"A crafty plot and a nuanced look at gentrified Boston lifts Abramowitz’s impressive second mystery featuring bike messenger and would-be stand-up comic Zesty Meyers (after 2017’s Bosstown)... Robert B. Parker fans will appreciate Abramowitz’s depiction of the darker corners of Beantown." Publishers Weekly, Starred Review
A bike messenger navigates Boston’s gritty underworld of gangsters and blood money in this novel with more twists and turns than Boston’s streets, in Adam Abramowitz's A Town Called Malice.
Boston’s fastest-talking, baddest bike messenger Zesty Meyers is back in town…Bosstown.
Boston’s Big Dig has put a brand new shine on the city, its once insular neighborhoods awash with new money and runaway development. Not everybody is happy with the change. Zesty is struggling to keep his courier business afloat and is falling behind on rent, while his brother, Zero, owner of a moving company stocked with ex-cons has hired an unemployed rabbi who begins to exert a strange influence on the family and delivers most of his sermons with his fists.

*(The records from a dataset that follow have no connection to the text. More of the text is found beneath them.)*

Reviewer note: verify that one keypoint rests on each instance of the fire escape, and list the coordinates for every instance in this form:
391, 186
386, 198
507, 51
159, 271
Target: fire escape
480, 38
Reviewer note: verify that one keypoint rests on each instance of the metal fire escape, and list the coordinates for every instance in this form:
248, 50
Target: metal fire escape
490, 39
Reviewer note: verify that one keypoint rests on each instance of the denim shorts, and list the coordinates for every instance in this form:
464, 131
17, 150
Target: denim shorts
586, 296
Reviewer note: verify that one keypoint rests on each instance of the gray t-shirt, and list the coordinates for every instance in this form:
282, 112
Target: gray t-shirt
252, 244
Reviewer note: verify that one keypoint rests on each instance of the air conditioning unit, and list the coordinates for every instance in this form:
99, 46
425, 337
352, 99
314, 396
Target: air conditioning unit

When a rock and roll legend suspected of murdering his girlfriend reappears after thirty years on the run, Zesty is once again haunted by his family’s dark past and the mounting evidence that his father, Boston’s former Poker King now suffering from Alzheimer’s, has long been dealing from the bottom of the deck. From shady bars to college campus underground poker leagues, Zesty’s speeding toward trouble, desperately trying to map out a future in a town where stop signs are optional, signaling is for the weak and Karma lurks around every corner with payback on its mind.
About the Author
ADAM ABRAMOWITZ grew up in Allston and Boston’s South End working as a courier, bartender, doorman, and long-time mover at Nick’s Cheap and Friendly Moving Company. A graduate of the University of Massachusetts Boston, Adam currently teaches in Mount Vernon, New York and is the author of Bosstown. He splits his time between New York City and Northfield, Massachusetts.
Read an Excerpt
I'm in the middle of my set at Nick's Comedy Stop on Warrenton Street when Homicide Detective Batista Wells walks in with a beautiful woman on his arm. I haven't seen Wells since I'd been subpoenaed to testify in front of the grand jury that eventually brought indictments against Darryl Jenkins on money laundering and tax evasion charges. Detective Wells and his partner, Brill, would have preferred murder charges but the evidence wasn't there for that; there were plenty of bodies, my friend and business partner Gus Molten among them, but none they could rightly pin on Darryl.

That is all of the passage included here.